If you have a cart, a content management system, a guestbook, a forum, or a blog, you’ve probably encountered the problem of spam. If you have not, you will, if you ever operate those, or any other dynamic websites.
See, here is what happens when you have a form on your site that allows someone to register, send information, post a listing, contact you, etc:
1.Malicious bots are programmed to trawl the web, looking for sites with vulnerabilities. They look for any way to take advantage of your site – one may be programmed to spam, another to abuse a form, another to look for more serious security holes. Some do more than one thing.
2.When they find a site with the type of form they are looking for, they try to take advantage of it. If they fail, they move on. If they succeed, it sets up a chain of events.
3.The bot will proceed to exploit whatever opportunity it found. It may be a weak form, a site that does not have moderation turned on, etc.
4.If it succeeds once, then it marks your site as a target. It is important that you understand that these bots only check ONCE for a hole. If they find it, they will exploit it, and they will keep hammering your site even if you DO install some kind of protection later. Once you are found, the damage is done. This means that if you leave your comments unmoderated, and a bot finds it, and starts plaguing you with spam, it will NEVER STOP. Even if you set the comments to moderated. It will still keep sending you stuff that you have to clean out. Some bots can even break through moderated comments to auto-post. And they never go back to check again to see if it is still working, they just hammer away in the background. They can be unbelievably aggressive, and it just wears on you to try to fight them.
5.In order to get them to stop, you have to do one of two things: You can install something to stop them (which doesn’t really stop them, it just makes it so you can see them anymore), or you can move your site. If you move it where any links still lead to it that lead them there before, or if you move it on the same domain, they’ll find you again within a few hours, because while bots are not programmed to check to see if posts are going live after that first check, they ARE programmed to look if your page disappears.

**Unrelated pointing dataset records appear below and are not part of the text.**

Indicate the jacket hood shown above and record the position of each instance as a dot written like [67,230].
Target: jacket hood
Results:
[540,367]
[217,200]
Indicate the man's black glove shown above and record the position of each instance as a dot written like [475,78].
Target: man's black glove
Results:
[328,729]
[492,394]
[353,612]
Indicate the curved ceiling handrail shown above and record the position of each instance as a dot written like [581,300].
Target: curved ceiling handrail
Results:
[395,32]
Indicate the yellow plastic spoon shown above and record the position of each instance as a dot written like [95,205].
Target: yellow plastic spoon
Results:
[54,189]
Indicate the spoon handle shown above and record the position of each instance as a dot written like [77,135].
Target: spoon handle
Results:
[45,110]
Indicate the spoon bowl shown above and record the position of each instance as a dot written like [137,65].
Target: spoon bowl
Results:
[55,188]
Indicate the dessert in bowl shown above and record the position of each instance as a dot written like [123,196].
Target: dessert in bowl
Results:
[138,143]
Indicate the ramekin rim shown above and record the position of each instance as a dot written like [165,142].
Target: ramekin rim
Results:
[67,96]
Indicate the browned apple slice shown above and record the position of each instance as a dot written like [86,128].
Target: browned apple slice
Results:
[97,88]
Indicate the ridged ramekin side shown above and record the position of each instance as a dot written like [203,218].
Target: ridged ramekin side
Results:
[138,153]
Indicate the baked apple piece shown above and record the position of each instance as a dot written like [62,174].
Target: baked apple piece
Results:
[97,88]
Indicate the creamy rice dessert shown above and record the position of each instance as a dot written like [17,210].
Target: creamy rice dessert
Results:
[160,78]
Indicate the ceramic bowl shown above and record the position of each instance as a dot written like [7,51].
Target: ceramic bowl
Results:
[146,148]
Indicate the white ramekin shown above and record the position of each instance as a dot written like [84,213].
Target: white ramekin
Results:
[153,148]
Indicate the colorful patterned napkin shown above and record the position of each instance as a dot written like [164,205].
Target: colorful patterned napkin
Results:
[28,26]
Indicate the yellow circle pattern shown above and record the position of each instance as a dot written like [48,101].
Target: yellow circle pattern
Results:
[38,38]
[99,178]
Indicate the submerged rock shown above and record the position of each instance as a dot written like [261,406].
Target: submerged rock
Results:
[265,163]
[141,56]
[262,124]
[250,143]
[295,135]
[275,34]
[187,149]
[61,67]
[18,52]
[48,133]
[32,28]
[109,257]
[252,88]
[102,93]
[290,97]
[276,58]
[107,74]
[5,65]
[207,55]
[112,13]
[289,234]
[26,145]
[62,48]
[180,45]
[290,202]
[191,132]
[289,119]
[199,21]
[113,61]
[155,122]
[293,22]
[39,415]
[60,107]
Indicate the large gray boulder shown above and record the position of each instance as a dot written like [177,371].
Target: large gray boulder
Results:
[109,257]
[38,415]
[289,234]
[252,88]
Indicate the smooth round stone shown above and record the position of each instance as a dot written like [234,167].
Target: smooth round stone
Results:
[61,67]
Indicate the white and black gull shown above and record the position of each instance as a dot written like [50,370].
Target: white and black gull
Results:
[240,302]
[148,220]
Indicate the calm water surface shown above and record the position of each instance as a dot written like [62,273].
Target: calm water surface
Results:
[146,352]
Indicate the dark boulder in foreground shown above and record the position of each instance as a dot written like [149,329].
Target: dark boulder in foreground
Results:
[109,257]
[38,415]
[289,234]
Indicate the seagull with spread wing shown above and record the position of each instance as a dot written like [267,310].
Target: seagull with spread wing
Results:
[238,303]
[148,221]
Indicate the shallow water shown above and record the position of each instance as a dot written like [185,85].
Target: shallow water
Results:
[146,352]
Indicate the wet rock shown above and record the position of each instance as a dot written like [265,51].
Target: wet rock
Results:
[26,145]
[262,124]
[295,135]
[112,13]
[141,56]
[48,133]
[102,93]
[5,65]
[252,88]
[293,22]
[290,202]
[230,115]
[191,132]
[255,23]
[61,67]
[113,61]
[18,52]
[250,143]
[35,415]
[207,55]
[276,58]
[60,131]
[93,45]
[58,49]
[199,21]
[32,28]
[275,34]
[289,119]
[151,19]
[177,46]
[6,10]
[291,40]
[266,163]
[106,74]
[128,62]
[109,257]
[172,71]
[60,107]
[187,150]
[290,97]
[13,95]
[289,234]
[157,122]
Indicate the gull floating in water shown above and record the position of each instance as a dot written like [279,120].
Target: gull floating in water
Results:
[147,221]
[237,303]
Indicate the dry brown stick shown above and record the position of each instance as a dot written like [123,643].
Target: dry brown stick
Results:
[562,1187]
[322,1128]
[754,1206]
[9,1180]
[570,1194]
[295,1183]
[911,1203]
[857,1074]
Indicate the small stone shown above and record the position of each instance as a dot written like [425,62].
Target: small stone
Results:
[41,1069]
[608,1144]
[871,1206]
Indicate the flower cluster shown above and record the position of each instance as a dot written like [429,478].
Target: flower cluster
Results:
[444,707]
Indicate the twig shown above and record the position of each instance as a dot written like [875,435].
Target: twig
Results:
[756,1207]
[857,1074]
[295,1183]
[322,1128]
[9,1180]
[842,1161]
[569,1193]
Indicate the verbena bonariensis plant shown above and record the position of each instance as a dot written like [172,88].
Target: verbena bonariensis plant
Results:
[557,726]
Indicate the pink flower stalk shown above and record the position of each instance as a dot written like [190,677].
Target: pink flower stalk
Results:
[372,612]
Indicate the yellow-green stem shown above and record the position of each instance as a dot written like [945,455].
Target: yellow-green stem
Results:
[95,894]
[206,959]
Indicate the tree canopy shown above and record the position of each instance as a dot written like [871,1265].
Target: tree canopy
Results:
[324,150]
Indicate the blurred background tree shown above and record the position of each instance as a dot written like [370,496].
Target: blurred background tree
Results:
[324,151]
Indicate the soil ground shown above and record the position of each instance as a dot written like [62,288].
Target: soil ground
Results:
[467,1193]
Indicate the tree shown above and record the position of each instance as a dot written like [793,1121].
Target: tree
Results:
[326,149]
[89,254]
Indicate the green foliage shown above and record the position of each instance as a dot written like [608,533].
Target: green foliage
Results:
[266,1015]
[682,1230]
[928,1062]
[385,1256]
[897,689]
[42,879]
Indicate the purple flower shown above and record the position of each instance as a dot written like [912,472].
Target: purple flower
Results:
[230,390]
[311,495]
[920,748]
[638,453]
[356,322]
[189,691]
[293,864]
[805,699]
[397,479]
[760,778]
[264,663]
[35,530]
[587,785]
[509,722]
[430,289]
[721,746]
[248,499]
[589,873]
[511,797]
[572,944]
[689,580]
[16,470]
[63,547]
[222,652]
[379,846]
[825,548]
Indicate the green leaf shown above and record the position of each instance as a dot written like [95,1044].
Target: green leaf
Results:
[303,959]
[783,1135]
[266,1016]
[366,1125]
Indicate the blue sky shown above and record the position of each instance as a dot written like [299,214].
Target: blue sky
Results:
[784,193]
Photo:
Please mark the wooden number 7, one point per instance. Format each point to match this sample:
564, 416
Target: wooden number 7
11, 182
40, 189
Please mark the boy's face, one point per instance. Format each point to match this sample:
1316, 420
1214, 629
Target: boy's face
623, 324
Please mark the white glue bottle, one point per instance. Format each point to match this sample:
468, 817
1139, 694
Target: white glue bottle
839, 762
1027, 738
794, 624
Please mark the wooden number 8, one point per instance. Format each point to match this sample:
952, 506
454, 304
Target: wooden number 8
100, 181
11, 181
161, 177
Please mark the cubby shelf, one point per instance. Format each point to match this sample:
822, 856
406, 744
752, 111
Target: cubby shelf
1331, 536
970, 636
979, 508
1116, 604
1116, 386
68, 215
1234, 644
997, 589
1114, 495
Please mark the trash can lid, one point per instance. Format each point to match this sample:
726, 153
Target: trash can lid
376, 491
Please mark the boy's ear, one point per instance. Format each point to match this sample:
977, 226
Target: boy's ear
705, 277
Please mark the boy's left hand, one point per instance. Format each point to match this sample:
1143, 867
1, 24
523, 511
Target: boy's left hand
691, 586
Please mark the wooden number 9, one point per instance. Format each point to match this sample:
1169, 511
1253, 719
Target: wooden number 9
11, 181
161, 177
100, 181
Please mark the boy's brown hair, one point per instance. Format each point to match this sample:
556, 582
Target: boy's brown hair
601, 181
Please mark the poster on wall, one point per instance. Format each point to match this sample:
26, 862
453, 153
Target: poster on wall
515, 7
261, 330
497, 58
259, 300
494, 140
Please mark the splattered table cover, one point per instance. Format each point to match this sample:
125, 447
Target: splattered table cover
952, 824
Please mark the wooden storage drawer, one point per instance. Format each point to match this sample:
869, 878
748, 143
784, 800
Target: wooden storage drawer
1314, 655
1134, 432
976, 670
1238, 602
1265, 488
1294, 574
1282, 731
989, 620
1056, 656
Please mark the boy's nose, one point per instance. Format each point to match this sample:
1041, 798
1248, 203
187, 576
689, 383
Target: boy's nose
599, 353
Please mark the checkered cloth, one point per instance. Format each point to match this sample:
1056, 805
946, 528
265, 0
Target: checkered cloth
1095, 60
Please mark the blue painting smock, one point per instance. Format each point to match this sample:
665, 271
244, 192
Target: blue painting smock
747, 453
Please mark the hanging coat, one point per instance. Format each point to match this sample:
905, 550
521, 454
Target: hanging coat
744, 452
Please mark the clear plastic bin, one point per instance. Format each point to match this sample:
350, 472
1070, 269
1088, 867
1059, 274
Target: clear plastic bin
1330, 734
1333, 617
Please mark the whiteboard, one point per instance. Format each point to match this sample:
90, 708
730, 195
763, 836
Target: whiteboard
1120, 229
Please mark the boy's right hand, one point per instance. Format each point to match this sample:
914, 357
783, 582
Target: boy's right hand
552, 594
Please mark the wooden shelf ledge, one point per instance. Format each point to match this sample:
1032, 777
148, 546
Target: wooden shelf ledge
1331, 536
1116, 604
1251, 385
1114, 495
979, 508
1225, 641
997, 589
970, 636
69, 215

The first rule then, is to prevent from the start. That means turn ON comment moderation, or post moderation, or registration approvals. Don’t EVER allow a site to operate where someone can register without confirming an email address, or where they can post a comment without someone having to approve it before it goes live. If you do, you are asking for someone to come in and take over your site. If you want it to be valuable to you, you have to keep control of what goes on it.